I am surprised by the assessment of Xi as a Deng fanboy. Xi the elder was always on the opposing side, supporting Hua Guofeng and Hu Yaobang when both got ousted by Deng, retiring from politics with Hu. It is likely there was some resentment to Deng because of this. Also, Although the purging of Xi’s father was perhaps not because of Deng, it might have been difficult to differentiate government leaders for a young Xi at the time.
Deng Xiaoping was always on every leaders lips before Xi. The contrast today is stark where he is never mentioned. Deng’s policies were popular so Xi had little choice but to build his legacy on them, but Deng himself has all but disappeared. Seems the animosity to Deng is stark, do you think this assessment is wrong?
Yes, I do. It’s true that previous Chinese leaders don’t get a lot of propaganda airtime these days, as Xi dominates everything. However the ones that are being really erased from history are Jiang Zemin and Hu Jintao. That’s because Xi puts himself on the same plane as Mao and Deng, the great revolutionary ancestors.

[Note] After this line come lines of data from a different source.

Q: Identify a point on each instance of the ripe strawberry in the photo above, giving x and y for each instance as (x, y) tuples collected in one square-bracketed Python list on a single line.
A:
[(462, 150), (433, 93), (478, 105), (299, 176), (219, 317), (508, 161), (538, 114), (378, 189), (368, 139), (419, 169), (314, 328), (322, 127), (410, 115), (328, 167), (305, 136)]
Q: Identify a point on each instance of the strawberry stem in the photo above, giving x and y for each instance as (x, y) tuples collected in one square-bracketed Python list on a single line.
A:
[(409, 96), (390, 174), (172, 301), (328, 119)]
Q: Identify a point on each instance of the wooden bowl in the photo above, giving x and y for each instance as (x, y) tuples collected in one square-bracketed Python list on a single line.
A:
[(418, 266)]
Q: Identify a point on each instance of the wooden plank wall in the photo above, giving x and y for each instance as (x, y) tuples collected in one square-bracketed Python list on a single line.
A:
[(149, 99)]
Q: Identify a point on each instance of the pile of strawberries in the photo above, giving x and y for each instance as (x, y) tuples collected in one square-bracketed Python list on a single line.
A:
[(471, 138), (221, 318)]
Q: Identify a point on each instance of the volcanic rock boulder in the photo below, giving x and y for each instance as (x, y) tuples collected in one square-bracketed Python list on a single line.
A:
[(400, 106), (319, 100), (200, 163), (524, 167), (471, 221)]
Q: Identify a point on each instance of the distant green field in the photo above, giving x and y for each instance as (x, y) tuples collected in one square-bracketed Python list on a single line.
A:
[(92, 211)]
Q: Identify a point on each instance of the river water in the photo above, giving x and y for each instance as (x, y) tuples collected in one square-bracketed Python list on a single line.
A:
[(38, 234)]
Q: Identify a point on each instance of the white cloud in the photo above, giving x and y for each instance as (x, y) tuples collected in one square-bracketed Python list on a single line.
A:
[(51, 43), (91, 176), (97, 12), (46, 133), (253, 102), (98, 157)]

One good example of this is the recent white paper on “moderate prosperity” (http://en.qstheory.cn/2021-08/13/c_650978.htm). The introductory sections opens with
“In December 1979, Deng Xiaoping presented the vision of building a xiaokang society. The reference to xiaokang grounded the goal of China’s modernization firmly in traditional Chinese culture. The report to the 12th CPC National Congress in 1982 defined the goal to quadruple the annual gross output value of industry and agriculture and secure the people’s basic needs in two decades from 1981 to the end of the 20th century. The report to the 14th CPC National Congress in 1992 stated that the country had ensured the basic needs of 1.1 billion Chinese people and was moving on towards xiaokang.”
And closes with
“On July 1, 2021, Xi Jinping, general secretary of the CPC Central Committee and president of China, declared on behalf of the Party and the people that China had realized the goal of building a moderately prosperous society in all respects.”
The only individual leaders’ names in the section are Deng and Xi; the Jiang and Hu periods are covered without mentioning their names. This exactly demonstrates my point: Xi is presenting himself as completing the great tasks that Deng began.
Good point. I wonder how much this strategy seems from necessity or enthusiasm, I would imagine the former, but we may never know. May not matter.